Despite my best efforts to block out what is happening in Syria, the situation cries out for a response. And I just don’t see an answer. Oh, that I could emphatically say we should intervene militarily or absolutely we should not. But I can’t. Every scenario I can envision ends with devastation and years of enmity and continued conflict.
In scenario one, things just keep going the way they are. No one intervenes and the combatants continue down this path of mutual destruction. Finally, either the ‘opposition’ wins and new fighting begins between the factions who have vastly different views of what the ‘new’ Syria would be. Or, Bashar al-Assad manages to hold on and the subsequent political, social and religious repression guarantees continued suffering and almost inevitably a new civil war in the future.
Ok, so maybe the U.S. (and/or her European allies) step up to the plate. They provide material, air support and eventually even troops. Once the commitment is made, I doubt that al-Assad could survive. But now with the U.S. and/or other countries will be vested in who ends up running the country. And attempts to facilitate that outcome have proven singularly unproductive (see: Iraq, Afghanistan, etc.)

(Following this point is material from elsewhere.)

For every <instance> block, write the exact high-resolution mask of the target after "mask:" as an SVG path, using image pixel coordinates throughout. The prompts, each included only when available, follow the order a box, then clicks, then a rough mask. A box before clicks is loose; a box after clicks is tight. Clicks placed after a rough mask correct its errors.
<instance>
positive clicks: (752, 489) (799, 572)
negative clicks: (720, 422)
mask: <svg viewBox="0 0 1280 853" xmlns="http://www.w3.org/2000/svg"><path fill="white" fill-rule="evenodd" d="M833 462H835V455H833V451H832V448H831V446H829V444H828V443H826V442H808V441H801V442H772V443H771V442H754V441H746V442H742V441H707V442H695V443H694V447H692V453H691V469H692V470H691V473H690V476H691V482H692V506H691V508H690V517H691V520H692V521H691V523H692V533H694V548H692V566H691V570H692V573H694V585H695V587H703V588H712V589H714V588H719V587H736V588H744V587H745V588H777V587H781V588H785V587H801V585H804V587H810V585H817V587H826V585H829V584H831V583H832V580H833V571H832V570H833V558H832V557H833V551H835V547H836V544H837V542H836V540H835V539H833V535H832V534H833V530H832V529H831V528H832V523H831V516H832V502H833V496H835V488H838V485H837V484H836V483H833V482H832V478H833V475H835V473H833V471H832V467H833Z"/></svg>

Well, what about intervention by a more ‘international’ coalition that includes neighbors and interested states around the world? In a perfect world, that might have a chance of isolating whatever support Bashar al-Assad has and ending the current conflict most quickly. And if (a major IF) all coalition members then stuck to an agreement to back off once the fighting stops and an international peace keeping force could be put in place until such time as the local factions hammered out a power sharing arrangement, there might be hope for Syrians to begin to rebuild. But this isn’t a perfect world.
So, what happens in the end? Whoever wins celebrates a Pyrrhic victory and takes control of a country that is physically, economically, politically and socially all but dead. Religious and ethnic differences will have hardened into intractable enmities. Refugees will continue to pour into neighboring countries, causing economic and political destabilization to spread.
Syria has survived millennia and will probably survive this disaster too. The crumbled pieces of Bashar al-Assad’s empire will be added to those of the Romans, the Crusaders, the French and all the others Syria has seen come and go. But as in many other things, modern man will make this destruction more efficient and complete and more of Syria’s past is likely to disappear along with its future.
So what do I think should happen? I’m afraid that right now my best option is to hope for some divine or extraterrestrial intervention. Because the Syria and the Syrians I fell in love with when I visited just three years ago deserve so much more than to be drowned in a sea of blood.